Intanto i tedeschi avevano fatto saltare delle abitazioni, in particolare il casamento in angolo tra Via delle Panche e Via Michelazzi, e nascosto sotto le macerie delle mine. Erano dappertutto: nei campi, dietro le porte, sotto i letti, sugli alberi. Le “mine” divennero il terrore delle genti.
Tante furono individuate e segnalate secondo le istruzioni ricevute dal Gen. Alexander, segnalate con un cartello “MINEN” e ci prendemmo le prime critiche per la strana dizione italiana.
Il 1° settembre di sera ci fu uno scontro con una pattuglia di guastatori tedeschi, uno fu preso prigioniero. Ma non fu possibile consegnarlo agli alleati perché fece un tentativo di fuga.(dissero quelli che furono lasciati a guardia).
Fu stabilito di organizzare per il 3 settembre una festa per i partigiani e ci demmo da fare. Con Nino andammo a caccia di bevande. In una casa vinicola trovammo una vasca di marsala, ma trovammo anche una decina di soldati inglesi che bevevano usando il tipico elmetto a scodella. Dopo un poco erano sufficientemente ubriachi per farsi portar via un revolver a tamburo che avrebbe fatto invidia ad un cowboy, e una piccola damigiana di marsala.
Ritornammo verso la casa del popolo, si doveva passare sulle macerie, all’andata un anziano era scivolato, la mina non era scoppiata e gli “esperti” che ci sono sempre in ogni momento dissero che erano finte. Ma Nino mi disse: “Dammi la damigiana, la porto io, tu vai avanti”. Io ubbidii. Avevo appena passato le macerie quando fui investito da uno spostamento d’aria e sassi che mi scaraventò 5 metri più in là.
Mi alzai stordito e dolorante, mi girai e Nino non c’era più; era stato squartato e buttato a venti-venticinque metri sulle macerie, il busto senza gambe, la testa mezza staccata. Come un automa cominciai a raccogliere i pezzi, piangevo e tremavo, la gente guardava come sbigottita.

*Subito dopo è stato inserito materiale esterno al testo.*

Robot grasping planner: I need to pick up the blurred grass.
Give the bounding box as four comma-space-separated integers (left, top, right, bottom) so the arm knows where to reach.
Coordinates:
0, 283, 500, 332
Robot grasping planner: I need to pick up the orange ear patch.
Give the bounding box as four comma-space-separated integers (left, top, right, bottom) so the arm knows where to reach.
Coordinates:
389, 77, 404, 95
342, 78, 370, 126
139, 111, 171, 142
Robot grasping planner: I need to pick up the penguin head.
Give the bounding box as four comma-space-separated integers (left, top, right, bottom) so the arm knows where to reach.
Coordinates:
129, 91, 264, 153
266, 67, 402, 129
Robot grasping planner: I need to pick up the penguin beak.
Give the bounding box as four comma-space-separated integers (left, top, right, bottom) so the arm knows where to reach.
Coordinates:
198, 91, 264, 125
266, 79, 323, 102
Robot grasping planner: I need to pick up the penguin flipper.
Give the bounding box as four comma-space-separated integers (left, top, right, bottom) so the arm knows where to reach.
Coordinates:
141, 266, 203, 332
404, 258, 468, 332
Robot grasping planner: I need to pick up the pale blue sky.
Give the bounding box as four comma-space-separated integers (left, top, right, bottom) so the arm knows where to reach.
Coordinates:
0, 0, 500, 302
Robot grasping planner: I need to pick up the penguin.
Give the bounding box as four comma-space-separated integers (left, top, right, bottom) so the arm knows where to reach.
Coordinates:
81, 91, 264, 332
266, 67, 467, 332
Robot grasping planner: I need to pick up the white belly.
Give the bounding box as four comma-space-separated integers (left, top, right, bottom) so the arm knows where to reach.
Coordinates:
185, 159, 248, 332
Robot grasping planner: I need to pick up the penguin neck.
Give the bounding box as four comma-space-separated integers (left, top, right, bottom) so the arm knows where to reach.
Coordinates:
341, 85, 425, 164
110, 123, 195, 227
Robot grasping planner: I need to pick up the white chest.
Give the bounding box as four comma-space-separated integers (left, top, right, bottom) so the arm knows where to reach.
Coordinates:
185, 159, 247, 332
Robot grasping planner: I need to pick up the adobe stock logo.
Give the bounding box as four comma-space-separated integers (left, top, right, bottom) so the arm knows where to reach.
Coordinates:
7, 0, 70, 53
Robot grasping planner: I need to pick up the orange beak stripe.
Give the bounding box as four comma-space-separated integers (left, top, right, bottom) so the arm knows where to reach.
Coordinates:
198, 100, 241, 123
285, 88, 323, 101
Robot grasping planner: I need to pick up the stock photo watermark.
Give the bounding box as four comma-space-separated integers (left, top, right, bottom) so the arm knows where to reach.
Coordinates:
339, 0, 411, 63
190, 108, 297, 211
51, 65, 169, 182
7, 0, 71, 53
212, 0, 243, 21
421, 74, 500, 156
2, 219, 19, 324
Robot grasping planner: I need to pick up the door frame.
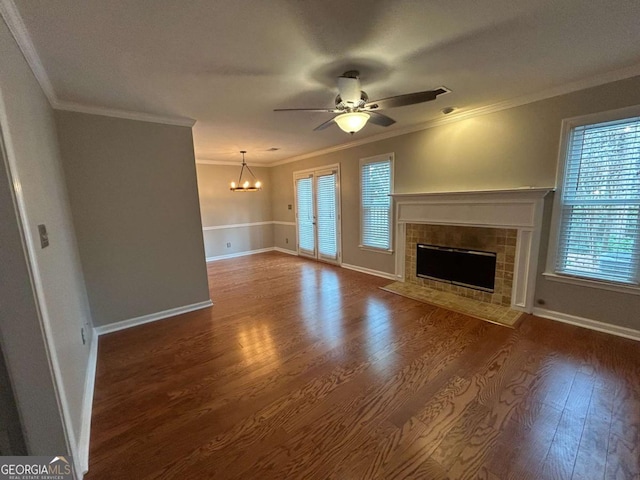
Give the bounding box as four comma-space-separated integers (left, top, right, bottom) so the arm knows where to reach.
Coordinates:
293, 163, 342, 265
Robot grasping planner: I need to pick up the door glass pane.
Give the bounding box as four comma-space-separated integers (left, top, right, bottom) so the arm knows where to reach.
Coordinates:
296, 177, 316, 254
317, 173, 338, 260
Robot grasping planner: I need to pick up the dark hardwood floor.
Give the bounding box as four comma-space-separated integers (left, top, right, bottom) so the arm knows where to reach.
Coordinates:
85, 253, 640, 480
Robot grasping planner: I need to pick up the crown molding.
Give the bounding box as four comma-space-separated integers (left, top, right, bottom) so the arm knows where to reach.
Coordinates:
51, 100, 196, 127
0, 0, 58, 105
265, 64, 640, 167
196, 158, 240, 167
0, 0, 196, 127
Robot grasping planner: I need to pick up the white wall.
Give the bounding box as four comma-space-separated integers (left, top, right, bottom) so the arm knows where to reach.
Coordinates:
0, 13, 92, 470
56, 111, 209, 326
197, 162, 274, 260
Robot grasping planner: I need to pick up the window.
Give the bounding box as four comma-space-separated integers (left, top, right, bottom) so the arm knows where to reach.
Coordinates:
360, 154, 393, 251
552, 111, 640, 287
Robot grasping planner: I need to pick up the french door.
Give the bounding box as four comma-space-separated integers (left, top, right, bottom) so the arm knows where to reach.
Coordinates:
294, 165, 341, 263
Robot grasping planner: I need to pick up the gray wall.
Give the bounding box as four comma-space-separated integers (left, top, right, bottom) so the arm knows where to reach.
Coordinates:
0, 14, 92, 455
196, 162, 273, 260
0, 342, 27, 455
271, 77, 640, 329
56, 111, 209, 326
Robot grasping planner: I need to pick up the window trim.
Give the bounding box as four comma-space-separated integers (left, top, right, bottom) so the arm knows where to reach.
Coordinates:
358, 152, 395, 254
543, 105, 640, 295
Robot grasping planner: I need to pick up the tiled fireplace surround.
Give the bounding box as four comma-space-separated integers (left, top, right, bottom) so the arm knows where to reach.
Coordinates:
405, 223, 518, 307
393, 188, 550, 312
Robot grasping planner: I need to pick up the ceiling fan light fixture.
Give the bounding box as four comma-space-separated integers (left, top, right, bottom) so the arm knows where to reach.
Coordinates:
334, 112, 370, 133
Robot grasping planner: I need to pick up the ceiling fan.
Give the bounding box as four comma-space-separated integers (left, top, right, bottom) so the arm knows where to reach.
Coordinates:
274, 70, 450, 135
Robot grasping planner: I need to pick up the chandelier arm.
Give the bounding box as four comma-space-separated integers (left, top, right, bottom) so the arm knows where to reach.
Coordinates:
238, 162, 249, 186
243, 164, 257, 180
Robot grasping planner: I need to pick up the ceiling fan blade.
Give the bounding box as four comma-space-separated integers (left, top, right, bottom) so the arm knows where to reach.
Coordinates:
273, 108, 339, 113
364, 88, 449, 110
367, 110, 396, 127
313, 117, 335, 132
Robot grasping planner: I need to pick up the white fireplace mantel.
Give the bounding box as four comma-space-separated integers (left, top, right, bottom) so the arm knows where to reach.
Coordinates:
391, 188, 553, 312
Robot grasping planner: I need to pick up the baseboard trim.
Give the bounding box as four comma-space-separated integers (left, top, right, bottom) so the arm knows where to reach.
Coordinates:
342, 263, 398, 280
206, 247, 274, 262
273, 247, 298, 257
76, 329, 98, 476
95, 300, 213, 335
533, 307, 640, 341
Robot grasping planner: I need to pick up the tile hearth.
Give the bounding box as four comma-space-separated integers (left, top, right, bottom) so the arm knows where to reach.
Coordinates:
380, 282, 523, 328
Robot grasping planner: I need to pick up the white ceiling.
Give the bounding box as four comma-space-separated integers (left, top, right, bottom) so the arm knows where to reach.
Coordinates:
7, 0, 640, 164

Poi vennero i Fratelli della Misericordia di Rifredi e mi portarono via, mi dissero dopo che avevo raccolto quasi tutto quanto era possibile.
La madre di Nino non resse al dolore del secondo figlio morto in guerra e morì poco dopo.
A Primetta Bartolini venne dedicata una cellula femminile della Sezione delle Panche del PCI, a Vinicio Bagalini (Nino) una cellula maschile.”
Giovanni Baldini (26-11-2005)
(L’autore è testimone diretto di quell’esperienza e della vita della zona di Firenze vicina all’Ospedale di Careggi di quegli anni.)